A partire da giugno, in gran parte del mondo iniziano i grandi eventi di marcia e
raccolta per le persone della comunità LGBTQIA+, chiamati Pride; i Pride sono
momenti di festa e celebrazione della gioia queer e occasioni per poter festeggiare sé
stessi e chi è intorno, comunicando a tutti che le persone queer esistono e vivono,
ovunque e da sempre. Non esiste che una manifestazione come il Pride possa essere
silenziosa o sobria, per poter dire al mondo che questa comunità vive ed esiste,
bisogna far rumore, questo ci insegna la storia, chi resta in silenzio non verrà mai
ascoltato. La prima marcia organizzata ad essere definita come (gay) Pride è
avvenuto il 28 giugno 1970, un anno dopo gli scontri violenti avvenuti con le forze di
polizia in Christopher Street, davanti allo Stonewall Inn, che negli anni Sessanta è
stato un luogo di aggregazione per la comunità queer. Gli eventi del 1969 e la
conseguente manifestazione del 1970, non sono stati l’inizio del movimento di
liberazione della comunità LGBTQIA+, ma una tappa storica importante per la
comunità; i movimenti di liberazione iniziano ad organizzarsi agli inizi degli anni
sessanta, quando l’amministrazione comunale di New York inizia attivamente a
operare una pesante oppressione nei confronti delle persone queer: il comune di New
York da indirizzo alla polizia locale di sgomberare tutti i locali in cui le persone queer
si riuniscono, impedendo loro di riunirsi e punendo fisicamente qualsiasi atto di
ribellione, inoltre si fece in modo che qualsiasi locale che avrebbe venduto alcolici a
persone queer, avrebbe perso la licenza necessaria ad operare. In questo modo si è
permesso alla mafia di capitalizzare sulla situazione, tanto che la maggior parte dei
bar che ancora servivano alcolici alle persone queer (e che quindi sarebbero diventati
punti di ritrovo per la comunità), erano sotto il controllo mafioso.
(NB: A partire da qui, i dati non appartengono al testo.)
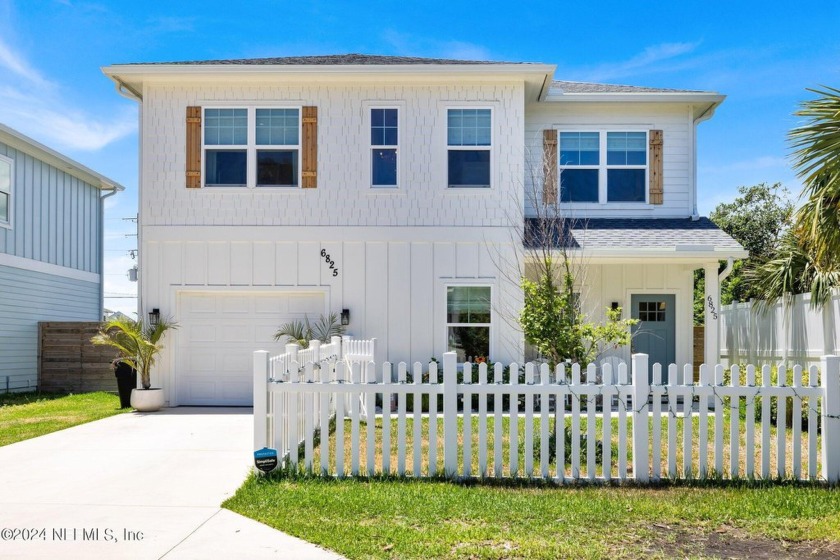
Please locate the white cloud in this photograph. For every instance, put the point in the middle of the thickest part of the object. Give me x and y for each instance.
(34, 105)
(412, 45)
(648, 61)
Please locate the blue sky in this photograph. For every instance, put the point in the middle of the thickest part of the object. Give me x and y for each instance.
(761, 55)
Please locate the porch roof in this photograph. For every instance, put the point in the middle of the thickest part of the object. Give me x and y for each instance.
(632, 237)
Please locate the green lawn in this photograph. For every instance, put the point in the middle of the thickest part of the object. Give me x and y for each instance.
(435, 519)
(28, 415)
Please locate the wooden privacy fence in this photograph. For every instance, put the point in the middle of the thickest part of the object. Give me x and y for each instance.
(564, 425)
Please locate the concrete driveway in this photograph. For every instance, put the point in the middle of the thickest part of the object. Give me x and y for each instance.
(137, 486)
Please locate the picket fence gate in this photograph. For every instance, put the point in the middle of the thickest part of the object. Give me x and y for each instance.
(663, 429)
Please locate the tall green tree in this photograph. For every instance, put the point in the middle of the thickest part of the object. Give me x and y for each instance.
(816, 160)
(808, 259)
(757, 219)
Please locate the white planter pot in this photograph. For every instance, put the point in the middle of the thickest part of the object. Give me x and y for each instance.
(147, 400)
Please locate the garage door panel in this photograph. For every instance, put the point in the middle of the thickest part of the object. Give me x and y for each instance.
(220, 332)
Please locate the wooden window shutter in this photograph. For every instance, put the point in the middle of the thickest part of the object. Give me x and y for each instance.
(193, 147)
(550, 166)
(655, 167)
(309, 147)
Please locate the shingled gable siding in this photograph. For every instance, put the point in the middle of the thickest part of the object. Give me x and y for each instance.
(343, 195)
(672, 119)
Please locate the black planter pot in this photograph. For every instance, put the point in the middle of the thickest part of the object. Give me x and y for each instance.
(126, 381)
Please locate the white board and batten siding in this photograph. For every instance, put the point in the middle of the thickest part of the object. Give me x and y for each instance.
(395, 291)
(674, 119)
(49, 261)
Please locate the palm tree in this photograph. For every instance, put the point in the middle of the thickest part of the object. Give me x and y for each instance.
(138, 343)
(301, 332)
(816, 159)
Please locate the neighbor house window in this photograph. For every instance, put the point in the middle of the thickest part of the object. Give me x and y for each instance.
(5, 190)
(248, 147)
(603, 166)
(468, 320)
(384, 142)
(469, 141)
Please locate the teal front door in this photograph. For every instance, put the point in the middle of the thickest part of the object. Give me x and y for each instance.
(655, 334)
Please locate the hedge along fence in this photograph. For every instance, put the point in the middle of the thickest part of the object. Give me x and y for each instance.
(559, 425)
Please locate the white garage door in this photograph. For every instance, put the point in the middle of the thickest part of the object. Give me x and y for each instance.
(218, 334)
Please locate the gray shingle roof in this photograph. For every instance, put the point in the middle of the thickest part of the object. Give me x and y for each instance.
(352, 59)
(627, 233)
(559, 87)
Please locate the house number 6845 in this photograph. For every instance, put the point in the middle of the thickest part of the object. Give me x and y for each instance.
(329, 261)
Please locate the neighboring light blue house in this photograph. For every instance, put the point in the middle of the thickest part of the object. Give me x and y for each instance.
(51, 210)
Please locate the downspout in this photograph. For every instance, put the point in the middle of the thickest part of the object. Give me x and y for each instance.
(115, 190)
(704, 116)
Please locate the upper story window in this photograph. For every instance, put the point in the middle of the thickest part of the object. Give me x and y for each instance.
(252, 147)
(469, 141)
(384, 144)
(603, 166)
(5, 190)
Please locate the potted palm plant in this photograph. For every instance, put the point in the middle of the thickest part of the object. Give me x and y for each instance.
(138, 344)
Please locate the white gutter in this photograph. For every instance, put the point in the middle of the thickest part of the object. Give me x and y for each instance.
(727, 270)
(704, 116)
(116, 189)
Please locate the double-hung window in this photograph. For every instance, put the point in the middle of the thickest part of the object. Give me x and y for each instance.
(5, 191)
(278, 146)
(469, 141)
(603, 166)
(226, 147)
(248, 147)
(384, 143)
(468, 321)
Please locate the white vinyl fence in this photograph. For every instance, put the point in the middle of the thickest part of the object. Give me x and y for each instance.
(287, 419)
(788, 332)
(620, 426)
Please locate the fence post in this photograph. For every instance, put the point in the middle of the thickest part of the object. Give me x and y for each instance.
(641, 392)
(261, 373)
(450, 414)
(831, 418)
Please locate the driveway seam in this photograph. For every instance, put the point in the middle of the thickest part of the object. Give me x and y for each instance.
(179, 543)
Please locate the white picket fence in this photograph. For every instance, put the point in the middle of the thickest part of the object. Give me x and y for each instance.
(680, 429)
(286, 418)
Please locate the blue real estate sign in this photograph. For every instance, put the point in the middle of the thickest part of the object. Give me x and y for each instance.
(265, 459)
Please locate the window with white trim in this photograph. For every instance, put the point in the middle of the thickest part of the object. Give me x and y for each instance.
(469, 142)
(384, 145)
(587, 176)
(468, 321)
(5, 190)
(252, 147)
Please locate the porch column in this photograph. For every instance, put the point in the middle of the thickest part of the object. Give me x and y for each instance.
(711, 303)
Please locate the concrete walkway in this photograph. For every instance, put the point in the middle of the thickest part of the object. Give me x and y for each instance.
(137, 486)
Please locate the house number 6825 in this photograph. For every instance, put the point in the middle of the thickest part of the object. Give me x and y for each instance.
(329, 261)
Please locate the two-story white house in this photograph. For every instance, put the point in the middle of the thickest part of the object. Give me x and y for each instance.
(397, 189)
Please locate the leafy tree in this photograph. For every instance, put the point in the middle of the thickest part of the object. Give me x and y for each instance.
(757, 219)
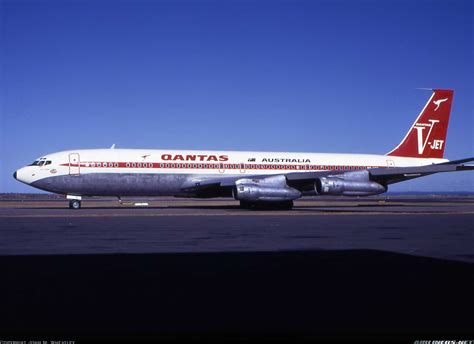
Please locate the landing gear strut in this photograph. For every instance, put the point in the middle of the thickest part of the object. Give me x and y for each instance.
(74, 204)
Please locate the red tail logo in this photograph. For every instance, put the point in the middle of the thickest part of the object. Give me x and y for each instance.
(427, 136)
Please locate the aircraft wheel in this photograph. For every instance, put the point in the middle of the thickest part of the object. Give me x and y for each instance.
(74, 204)
(245, 205)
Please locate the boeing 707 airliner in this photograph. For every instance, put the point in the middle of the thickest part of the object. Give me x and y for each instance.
(254, 178)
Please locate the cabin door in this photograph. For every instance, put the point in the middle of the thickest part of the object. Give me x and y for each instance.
(74, 164)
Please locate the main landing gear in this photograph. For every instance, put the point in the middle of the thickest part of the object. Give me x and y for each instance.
(286, 205)
(74, 202)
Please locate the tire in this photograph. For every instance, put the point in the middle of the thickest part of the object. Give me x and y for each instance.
(75, 204)
(245, 205)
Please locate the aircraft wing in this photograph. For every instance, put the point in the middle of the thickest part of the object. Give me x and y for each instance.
(304, 181)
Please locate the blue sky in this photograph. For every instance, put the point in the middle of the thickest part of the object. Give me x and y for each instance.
(315, 76)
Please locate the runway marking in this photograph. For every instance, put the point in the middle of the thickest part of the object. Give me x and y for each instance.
(236, 214)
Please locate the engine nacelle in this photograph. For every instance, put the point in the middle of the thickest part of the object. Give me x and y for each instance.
(270, 189)
(349, 184)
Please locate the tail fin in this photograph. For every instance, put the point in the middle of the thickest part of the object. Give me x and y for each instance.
(427, 136)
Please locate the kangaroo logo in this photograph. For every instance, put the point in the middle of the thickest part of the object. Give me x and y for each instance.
(438, 102)
(419, 131)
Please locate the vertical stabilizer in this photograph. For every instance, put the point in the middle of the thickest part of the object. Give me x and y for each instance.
(427, 136)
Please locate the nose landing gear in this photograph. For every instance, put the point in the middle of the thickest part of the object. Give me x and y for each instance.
(74, 204)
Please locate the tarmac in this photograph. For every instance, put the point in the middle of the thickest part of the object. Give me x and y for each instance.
(381, 268)
(436, 226)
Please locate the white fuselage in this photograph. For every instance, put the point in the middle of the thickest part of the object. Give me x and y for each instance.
(64, 168)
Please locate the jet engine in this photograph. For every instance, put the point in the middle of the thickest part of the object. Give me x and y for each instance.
(349, 184)
(270, 189)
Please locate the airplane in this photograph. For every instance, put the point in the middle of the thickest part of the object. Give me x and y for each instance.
(256, 179)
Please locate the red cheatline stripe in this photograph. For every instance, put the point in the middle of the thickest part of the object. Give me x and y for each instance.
(218, 166)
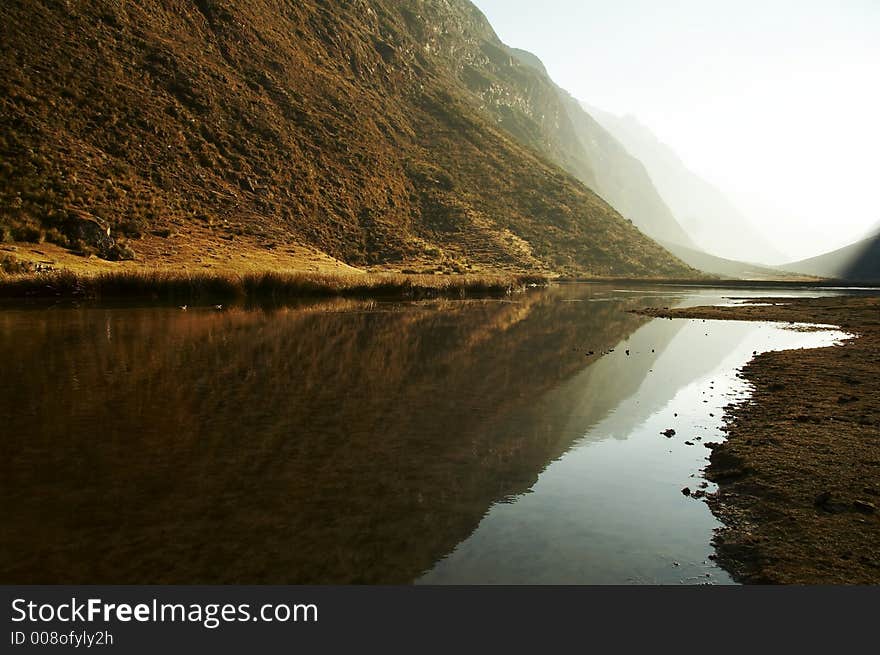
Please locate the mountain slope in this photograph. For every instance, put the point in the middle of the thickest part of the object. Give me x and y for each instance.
(515, 90)
(271, 123)
(706, 214)
(857, 262)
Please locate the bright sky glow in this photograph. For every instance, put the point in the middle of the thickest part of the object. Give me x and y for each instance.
(776, 102)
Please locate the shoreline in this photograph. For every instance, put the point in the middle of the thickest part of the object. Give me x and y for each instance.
(799, 473)
(173, 286)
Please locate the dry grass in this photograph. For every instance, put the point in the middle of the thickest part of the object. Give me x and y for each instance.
(268, 286)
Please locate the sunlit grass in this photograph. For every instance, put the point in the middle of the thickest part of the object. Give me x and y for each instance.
(189, 287)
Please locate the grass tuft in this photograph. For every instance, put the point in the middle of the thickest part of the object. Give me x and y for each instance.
(272, 286)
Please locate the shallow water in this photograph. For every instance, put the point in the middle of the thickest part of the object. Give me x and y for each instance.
(349, 441)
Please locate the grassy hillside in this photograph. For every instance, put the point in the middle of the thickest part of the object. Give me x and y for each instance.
(270, 133)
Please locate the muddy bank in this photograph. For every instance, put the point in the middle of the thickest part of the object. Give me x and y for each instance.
(799, 475)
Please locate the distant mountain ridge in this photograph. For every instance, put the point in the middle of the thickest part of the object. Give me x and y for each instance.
(857, 262)
(706, 214)
(397, 134)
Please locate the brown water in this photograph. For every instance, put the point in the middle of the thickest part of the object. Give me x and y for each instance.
(365, 442)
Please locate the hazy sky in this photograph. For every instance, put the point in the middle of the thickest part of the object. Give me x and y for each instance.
(777, 102)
In questo modo le persone si trovavano tra due fuochi, da una parte lo Stato che
impediva loro di esistere e dall’altro la mafia che sfruttava la situazione per poter
accresce la sua influenza nella città. I movimenti di liberazione saranno così
protagonisti di varie proteste e manifestazioni, dentro e fuori i locali, tutte
violentemente represse dalla polizia locale. Sull’onda dei movimenti di liberazione
nacque, nel 1987, il movimento ACT-UP (AIDS Coalition to Unleash Power), il
quale si fece carico della lotta per promuovere la sensibilizzazione e un maggiore
accesso alle cure, a tutti coloro che soffrivano di HIV/AIDS; il movimento ha
organizzato una serie di proteste e iniziative negli anni compresi tra il 1987 e il 1991,
dove i membri del collettivo hanno occupato diversi edifici governativi e di interesse
pubblico per chiedere una politica nazionale che si occupasse dell’epidemia cha ha
ucciso (e uccide) milioni di persone, per educare al sesso protetto e per permettere
l’accesso a chiunque ai trial per gli antivirali anti-HIV. In venti anni questi movimenti
hanno cambiato il modo di vedere e di approcciare la queerness, nel 1990 l’OMS
elimina l’omosessualità dal DSM (manuale diagnostico dei disturbi mentali) e nel
2001 i Paesi Bassi legalizzano il matrimonio egualitario; chi oggi scende in piazza lo
fa con lo stesso spirito di quei movimenti che hanno animato la lotta per la parità
negli anni Ottanta e Novanta. Imparare dalle lotte che hanno cercato di rovesciare lo
status quo, accogliere i Pride e tutte le manifestazioni che si sono tenute fino ad ora e
quelle che nei prossimi mesi ci saranno, in tuta Italia e nel resto del mondo, diventa
necessario per la sopravvivenza di tutti, sia coloro che hanno il privilegio di
manifestare sia di coloro che non lo hanno. Alzare la voce è necessario e
fondamentale: la storia ci insegna che il silenzio significa morte.